Regarding servodrive technology in machines, the world has two big players: Siemens and Rockwell Automation. In the past KHS packaging machines from Kleve were mostly equipped with a hybrid system, in which the programmable logic controller (PLC) and visualization were either from Siemens or Rockwell and Indramat motors from Bosch Rexroth were used as standard for the servotechnology.
In the course of further technical development and standardization KHS then decided to opt for PLCs and Simotion D from Siemens for the future, especially as the series of Bosch Rexroth Indramat servodrives had been discontinued and replaced by a new product range. Siemens technology is not accepted everywhere in the world, however, explains Karl-Heinz Klumpe, packaging product manager for KHS in Kleve. “We’ve always said that we can’t manage with this alone. We thus had to develop an equivalent, purely American system specially for the North American market, which is dominated by Rockwell Automation, in order to continue to be 100% competitive here as well and satisfy the demands of our customers.”
It’s a known fact that Americans like to buy American technology best – not least since the US military megadeal on the procurement of tanker aircraft a few years ago when European aircraft manufacturer Airbus lost to American rival Boeing in a spectacular bidders’ war. It’s understandable that not only American politicians but also US companies prefer to buy inland products – all of them united by the worry over local jobs.

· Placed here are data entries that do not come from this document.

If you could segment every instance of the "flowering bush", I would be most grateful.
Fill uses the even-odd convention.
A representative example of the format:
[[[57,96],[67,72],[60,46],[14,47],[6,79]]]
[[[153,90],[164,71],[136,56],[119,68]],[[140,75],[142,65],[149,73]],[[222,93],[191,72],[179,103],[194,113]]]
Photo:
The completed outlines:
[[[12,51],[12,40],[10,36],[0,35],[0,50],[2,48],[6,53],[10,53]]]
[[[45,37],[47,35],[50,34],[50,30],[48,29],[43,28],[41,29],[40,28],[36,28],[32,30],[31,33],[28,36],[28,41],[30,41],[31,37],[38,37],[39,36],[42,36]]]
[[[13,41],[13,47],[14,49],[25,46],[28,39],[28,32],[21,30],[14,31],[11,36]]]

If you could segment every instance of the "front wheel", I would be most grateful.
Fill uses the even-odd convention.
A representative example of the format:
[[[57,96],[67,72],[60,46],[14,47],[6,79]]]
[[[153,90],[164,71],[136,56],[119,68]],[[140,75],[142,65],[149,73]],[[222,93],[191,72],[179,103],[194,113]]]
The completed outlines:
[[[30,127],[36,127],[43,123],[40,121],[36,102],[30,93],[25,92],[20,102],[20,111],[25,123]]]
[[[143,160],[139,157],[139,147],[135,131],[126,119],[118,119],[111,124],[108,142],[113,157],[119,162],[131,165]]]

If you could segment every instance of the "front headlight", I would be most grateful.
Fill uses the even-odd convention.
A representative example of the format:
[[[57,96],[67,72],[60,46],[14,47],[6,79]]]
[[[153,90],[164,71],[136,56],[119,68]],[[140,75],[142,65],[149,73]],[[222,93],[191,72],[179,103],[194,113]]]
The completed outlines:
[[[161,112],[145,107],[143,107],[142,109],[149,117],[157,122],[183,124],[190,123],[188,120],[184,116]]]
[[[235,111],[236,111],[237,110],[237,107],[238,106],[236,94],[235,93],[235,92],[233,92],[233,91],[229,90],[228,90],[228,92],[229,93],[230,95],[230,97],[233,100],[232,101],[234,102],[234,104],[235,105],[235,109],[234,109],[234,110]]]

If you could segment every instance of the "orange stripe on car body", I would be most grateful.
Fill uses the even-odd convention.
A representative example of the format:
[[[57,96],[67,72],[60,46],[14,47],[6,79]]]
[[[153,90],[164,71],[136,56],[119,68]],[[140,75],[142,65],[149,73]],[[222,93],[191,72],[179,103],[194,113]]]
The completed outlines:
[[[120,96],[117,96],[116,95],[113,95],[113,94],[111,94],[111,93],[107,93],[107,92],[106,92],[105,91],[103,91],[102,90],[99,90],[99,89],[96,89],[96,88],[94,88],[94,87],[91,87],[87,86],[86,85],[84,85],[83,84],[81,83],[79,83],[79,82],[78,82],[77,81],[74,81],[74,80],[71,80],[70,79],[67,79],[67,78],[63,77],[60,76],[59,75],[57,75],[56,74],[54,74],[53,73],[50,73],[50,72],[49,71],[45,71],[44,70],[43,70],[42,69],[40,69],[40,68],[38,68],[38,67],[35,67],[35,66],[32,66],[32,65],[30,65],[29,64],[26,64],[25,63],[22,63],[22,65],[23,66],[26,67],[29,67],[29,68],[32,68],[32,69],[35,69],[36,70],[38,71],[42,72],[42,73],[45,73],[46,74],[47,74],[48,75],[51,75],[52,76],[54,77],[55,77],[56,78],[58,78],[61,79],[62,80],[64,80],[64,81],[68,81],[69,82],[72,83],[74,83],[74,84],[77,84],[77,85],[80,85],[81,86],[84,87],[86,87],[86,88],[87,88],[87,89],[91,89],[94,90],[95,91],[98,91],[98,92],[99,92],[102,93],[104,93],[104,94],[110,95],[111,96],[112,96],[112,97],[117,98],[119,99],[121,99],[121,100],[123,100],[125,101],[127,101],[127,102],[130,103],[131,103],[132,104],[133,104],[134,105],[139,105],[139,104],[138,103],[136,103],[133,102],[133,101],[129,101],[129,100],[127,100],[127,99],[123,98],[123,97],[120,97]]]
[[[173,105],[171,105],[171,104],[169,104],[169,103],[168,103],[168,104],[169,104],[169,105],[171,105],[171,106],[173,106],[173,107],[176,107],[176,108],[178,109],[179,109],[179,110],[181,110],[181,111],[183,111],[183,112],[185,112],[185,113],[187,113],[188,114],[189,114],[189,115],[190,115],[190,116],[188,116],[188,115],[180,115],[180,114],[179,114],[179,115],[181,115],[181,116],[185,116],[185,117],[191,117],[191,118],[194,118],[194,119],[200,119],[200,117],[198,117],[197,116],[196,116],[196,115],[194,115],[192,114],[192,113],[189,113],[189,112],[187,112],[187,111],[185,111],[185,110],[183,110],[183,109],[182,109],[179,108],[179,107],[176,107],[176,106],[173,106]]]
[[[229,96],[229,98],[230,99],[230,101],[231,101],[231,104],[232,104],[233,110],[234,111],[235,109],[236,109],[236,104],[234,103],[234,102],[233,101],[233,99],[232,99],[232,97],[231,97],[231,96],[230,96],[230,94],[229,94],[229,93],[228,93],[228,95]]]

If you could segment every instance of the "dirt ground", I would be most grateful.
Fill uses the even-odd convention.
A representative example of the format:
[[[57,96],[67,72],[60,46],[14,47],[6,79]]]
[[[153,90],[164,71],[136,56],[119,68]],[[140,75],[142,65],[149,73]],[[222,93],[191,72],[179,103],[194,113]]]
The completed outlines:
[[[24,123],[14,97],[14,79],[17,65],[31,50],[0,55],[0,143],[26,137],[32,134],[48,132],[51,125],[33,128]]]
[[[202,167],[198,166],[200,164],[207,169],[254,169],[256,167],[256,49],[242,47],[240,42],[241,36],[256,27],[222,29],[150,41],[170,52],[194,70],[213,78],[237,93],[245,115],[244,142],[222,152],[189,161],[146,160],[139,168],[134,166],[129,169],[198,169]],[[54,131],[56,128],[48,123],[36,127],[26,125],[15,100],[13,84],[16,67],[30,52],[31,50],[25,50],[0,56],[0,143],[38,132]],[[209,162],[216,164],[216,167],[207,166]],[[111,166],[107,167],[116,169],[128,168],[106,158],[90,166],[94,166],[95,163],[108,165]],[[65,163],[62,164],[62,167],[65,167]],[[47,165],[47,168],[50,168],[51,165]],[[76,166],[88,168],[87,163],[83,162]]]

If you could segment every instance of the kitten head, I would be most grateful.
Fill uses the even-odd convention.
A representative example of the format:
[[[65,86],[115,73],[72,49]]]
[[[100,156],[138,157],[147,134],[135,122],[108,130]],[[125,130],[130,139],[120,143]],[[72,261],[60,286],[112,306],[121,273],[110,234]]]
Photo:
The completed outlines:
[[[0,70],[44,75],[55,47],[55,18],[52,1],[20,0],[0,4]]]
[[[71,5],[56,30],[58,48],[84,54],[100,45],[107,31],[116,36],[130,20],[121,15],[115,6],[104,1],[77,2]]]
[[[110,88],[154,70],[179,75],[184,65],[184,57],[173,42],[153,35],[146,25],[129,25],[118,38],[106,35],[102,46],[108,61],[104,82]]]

There’s another aspect to this, too. The growing trend towards standardization not only affects customers but also KHS, as Klumpe emphasizes. “Lots of big companies are now running standardization programs to cut costs by producing systems in number and to reduce warehousing. Just imagine that every system provider would work with its own control system and drive technology. And of course a customer specification can be implemented for each individual machine should the necessity arise. In the long term, however, it’s more economical to offer the two systems which have the greatest acceptance worldwide straight off.”
This is just what KHS has done on its own initiative, states Christopher Stuhlmann, head of the Packaging Technology Product Center in Kleve. “For us it was important to close this niche – which we had to date only exploited in individual cases at the customer’s request – by producing a standard. We can now service practically any request worldwide with our systems because we supply two respectively universal systems with components from the two leading manufacturers.” This means that in practice servodrives of the latest Rockwell Kinetix 5700 generation and the Siemens Simotion D series are used which both have an availability of well over ten years and thus provide a long-term perspective.
“About half of our customers will demand the Rockwell system from us in the future.”
A great amount of time and personal effort have gone into this new system, Karl-Heinz Klumpe tells us. “No less than four electrical design engineers and software developers spent about a year working on this development. We had to transfer the KHS ClearLine HMI to the Rockwell system and make it compatible. In doing so we were confronted with another software and a different programming environment. It’s like imagining you’ve just programmed an extensive app for the iOS operating system and now have to adapt this for Android. In both cases we’re dealing with two completely different development environments.” From KHS’ point of view there is no alternative. “About half of our customers will demand this of us in the future – if they’re not already doing so.”
Incidentally, the Rockwell setup is by no means limited to KHS packaging machines. A similar model for filling machines has existed since 2008 – firstly, because most of the plant engineering for the American market is built at the KHS production site in Waukesha in Wisconsin, USA, and secondly, because there was a market demand for this very early on. The packaging and filling technology is united on one front, however: there is little difference in the functional aspects of the two control systems, as both Klumpe and his colleague Ingolf Betz, head of Electrical Engineering/Commissioning at the Filling Technology Product Center, point out.